Region’s true treasures nominated for honour roll
FOUR WOMEN of the Northern Rivers have been honoured for their dedication to health initiatives with nominations to the Hidden Treasures Honour Roll.
The Northern NSW Local Health District recognised Aunty Patsy Nagus of Kyogle, Mollie Strong of Byron Bay, Aunty Muriel Burns of Maclean, and the late Pauline Plant of Yamba.
A leading Bundjalung elder, Aunty Patsy was born in the mortuary at Casino Hospital in 1957. Following in the footsteps of her grandmother, her spiritual teacher, she developed a passion for the well-being of her people.
She has spent her life volunteering in education and politics, is a regular face at the NAIDOC march through Kyogle, has attended rallies in Sydney and Canberra, and has even met John Howard.
Today, since being diagnosed with kidney disease, she campaigns for better and more culturally appropriate dialysis services for Aboriginal people, a relatively large proportion of who suffer from kidney disease.
In her own words, she acts as a "bridge" between Aboriginal and white Australia.
Mollie Strong is a woman equally happy selling jars of pickles at fundraisers for her local Byron Bay Hospital as she is directing multi-million dollar fundraising efforts for hospitals across NSW.
Born in Lismore, Mrs Strong was a nurse by profession and in retirement continued her devotion to health by playing key roles in the United Hospitals Auxiliaries of NSW.

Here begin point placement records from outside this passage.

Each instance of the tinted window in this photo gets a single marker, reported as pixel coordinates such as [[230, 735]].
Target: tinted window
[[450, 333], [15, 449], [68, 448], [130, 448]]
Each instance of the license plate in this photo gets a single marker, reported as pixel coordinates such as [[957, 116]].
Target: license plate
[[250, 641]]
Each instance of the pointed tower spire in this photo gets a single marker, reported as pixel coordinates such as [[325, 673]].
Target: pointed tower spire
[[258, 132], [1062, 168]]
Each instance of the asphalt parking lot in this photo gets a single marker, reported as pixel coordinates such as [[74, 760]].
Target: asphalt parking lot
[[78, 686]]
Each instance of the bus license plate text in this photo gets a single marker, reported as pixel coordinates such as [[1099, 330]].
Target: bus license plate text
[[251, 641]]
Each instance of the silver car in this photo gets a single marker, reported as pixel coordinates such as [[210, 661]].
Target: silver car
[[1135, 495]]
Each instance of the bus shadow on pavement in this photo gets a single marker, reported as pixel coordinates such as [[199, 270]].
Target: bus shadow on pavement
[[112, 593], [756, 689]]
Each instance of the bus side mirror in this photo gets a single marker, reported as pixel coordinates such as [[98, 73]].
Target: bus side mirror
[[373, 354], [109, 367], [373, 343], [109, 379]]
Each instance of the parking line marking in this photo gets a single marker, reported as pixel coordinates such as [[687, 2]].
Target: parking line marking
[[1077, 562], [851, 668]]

The volunteer organisation, which she was state president of from 2010-2013, raises about $10 million every year for 202 hospital branches across the state.
On a smaller but no less important scale, she is also the president of Caroona op-shop in Keen St, Lismore, and a life member of the Northern Rivers Social Development Council.
The honour roll recognises the services of country women in the community and is a joint project of the Rural Women's Network, the NSW Department of Primary Industries and the NSW Centre for Volunteering.